Hockey has become ongoing rehabilitation to work the war out of him.
“I believe my task is this team and this task is not done yet. Who knows what happens then?”
Coaching them up
Little Myles Miller needed help.
It wasn’t easy stopping for a runny nose on the biggest night yet to be a Polar Bear. Everyone was in their new blue and white uniforms. More family and friends than ever watched.
Mr. Garrison skated over to retrieve some tissues from Myles’ stepmom and then figured how to wipe his nose through his helmet cage. Everyone smiled at the scene. Then, just as quickly, the coach and the kid with autism went back to hockey.
They were more of a team than ever.
They gathered close and yelled “York” and “Polar Bears” in unison before stepping on the ice and before leaving it. They shot at the net again, this time with supporters pounding on the glass and snapping photos while their names were announced over the PA system.
At the end, the players skated by themselves from one end of the rink to the other in a race of sorts. Some wobbled and fell. But no one needed help.
That, alone, amazed Mr. Garrison and the other coaches.

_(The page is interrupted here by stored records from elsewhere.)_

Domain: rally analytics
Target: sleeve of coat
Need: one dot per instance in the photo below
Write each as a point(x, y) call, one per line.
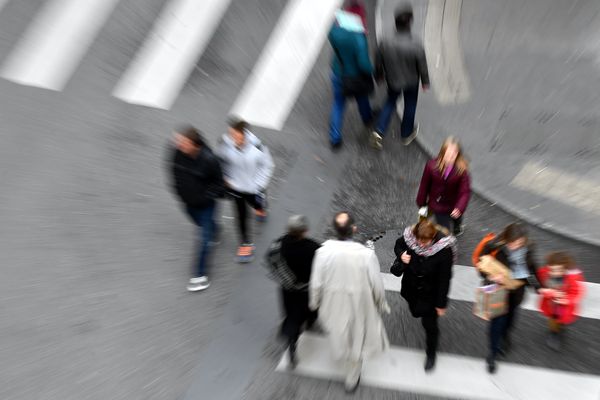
point(315, 285)
point(464, 192)
point(377, 287)
point(424, 187)
point(575, 290)
point(444, 276)
point(422, 66)
point(265, 169)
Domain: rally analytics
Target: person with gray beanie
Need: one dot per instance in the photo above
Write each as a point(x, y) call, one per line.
point(298, 252)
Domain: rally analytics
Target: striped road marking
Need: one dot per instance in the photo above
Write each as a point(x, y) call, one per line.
point(56, 41)
point(447, 71)
point(168, 56)
point(465, 279)
point(454, 376)
point(272, 89)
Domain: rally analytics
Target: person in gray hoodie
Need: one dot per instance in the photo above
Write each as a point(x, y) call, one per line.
point(248, 167)
point(401, 60)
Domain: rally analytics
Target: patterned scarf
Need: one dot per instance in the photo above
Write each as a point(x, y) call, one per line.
point(446, 241)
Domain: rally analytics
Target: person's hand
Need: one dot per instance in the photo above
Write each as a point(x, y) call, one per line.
point(499, 279)
point(405, 257)
point(455, 213)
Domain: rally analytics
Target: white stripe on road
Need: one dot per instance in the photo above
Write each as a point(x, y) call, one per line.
point(465, 279)
point(272, 88)
point(48, 53)
point(448, 74)
point(454, 376)
point(168, 56)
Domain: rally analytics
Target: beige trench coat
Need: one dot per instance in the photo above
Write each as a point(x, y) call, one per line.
point(347, 289)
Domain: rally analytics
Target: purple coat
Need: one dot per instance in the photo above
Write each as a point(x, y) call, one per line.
point(443, 195)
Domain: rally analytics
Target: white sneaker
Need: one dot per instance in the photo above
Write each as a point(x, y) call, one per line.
point(197, 284)
point(376, 141)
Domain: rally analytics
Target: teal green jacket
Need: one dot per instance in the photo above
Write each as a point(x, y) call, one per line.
point(353, 48)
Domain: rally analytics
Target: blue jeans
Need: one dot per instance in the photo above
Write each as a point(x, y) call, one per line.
point(204, 219)
point(337, 112)
point(408, 118)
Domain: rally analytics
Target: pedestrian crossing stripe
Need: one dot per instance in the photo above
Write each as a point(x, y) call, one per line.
point(55, 42)
point(59, 36)
point(465, 279)
point(454, 376)
point(167, 58)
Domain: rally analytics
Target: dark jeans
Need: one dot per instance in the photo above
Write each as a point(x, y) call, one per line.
point(432, 333)
point(241, 200)
point(337, 111)
point(500, 327)
point(389, 108)
point(204, 220)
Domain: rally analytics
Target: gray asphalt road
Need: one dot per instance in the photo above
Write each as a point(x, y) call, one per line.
point(96, 253)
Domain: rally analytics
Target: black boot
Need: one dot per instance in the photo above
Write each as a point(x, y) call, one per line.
point(491, 363)
point(293, 356)
point(429, 363)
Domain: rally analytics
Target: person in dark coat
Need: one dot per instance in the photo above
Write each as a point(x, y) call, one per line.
point(513, 249)
point(298, 252)
point(400, 59)
point(425, 254)
point(197, 179)
point(446, 186)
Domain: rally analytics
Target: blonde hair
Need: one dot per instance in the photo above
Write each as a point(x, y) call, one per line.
point(461, 164)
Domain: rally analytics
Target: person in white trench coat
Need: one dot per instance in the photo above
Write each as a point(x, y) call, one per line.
point(347, 289)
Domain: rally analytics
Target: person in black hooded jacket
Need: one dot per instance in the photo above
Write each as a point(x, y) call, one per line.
point(197, 180)
point(425, 255)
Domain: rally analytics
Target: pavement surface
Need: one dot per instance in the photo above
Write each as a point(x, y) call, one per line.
point(522, 99)
point(96, 251)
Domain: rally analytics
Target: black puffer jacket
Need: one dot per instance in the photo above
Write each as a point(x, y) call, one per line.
point(426, 280)
point(197, 181)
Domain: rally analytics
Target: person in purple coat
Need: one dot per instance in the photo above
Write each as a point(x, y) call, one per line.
point(445, 186)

“Hockey is the vessel, but we’re watching them build self-esteem, watching them build balance, build coordination,” he said. “We’re actually watching them do that ...”
Like Vivienne Giblin, the smallest bundle of bravery. She’s 5 years old but weighs only about 35 pounds. She’s totally blind in her left eye, legally blind in her right and also has lung issues. She’s shorter than a hockey stick.
But she’s a different girl since finding hockey.
“We take her rock climbing and she goes right up the wall. We take her swimming and she jumps off the side. It’s given her a lot of confidence,” said her mother, Loren Hall. “Her jumping has gotten better. Her physical skills have gotten better.”
And that is exactly the kind of response Mr. Garrison was hoping for. He looks forward to tutoring the team’s first goalie and then to their first game, maybe in early fall.
He cracked a joke about hoping to be around to see it. So far, this sport and this team have driven him to a place in his life he couldn’t imagine even two years ago.
“It helps everything,” he said. “I look forward to Mondays because I know we’re going to do something that will make them happy.”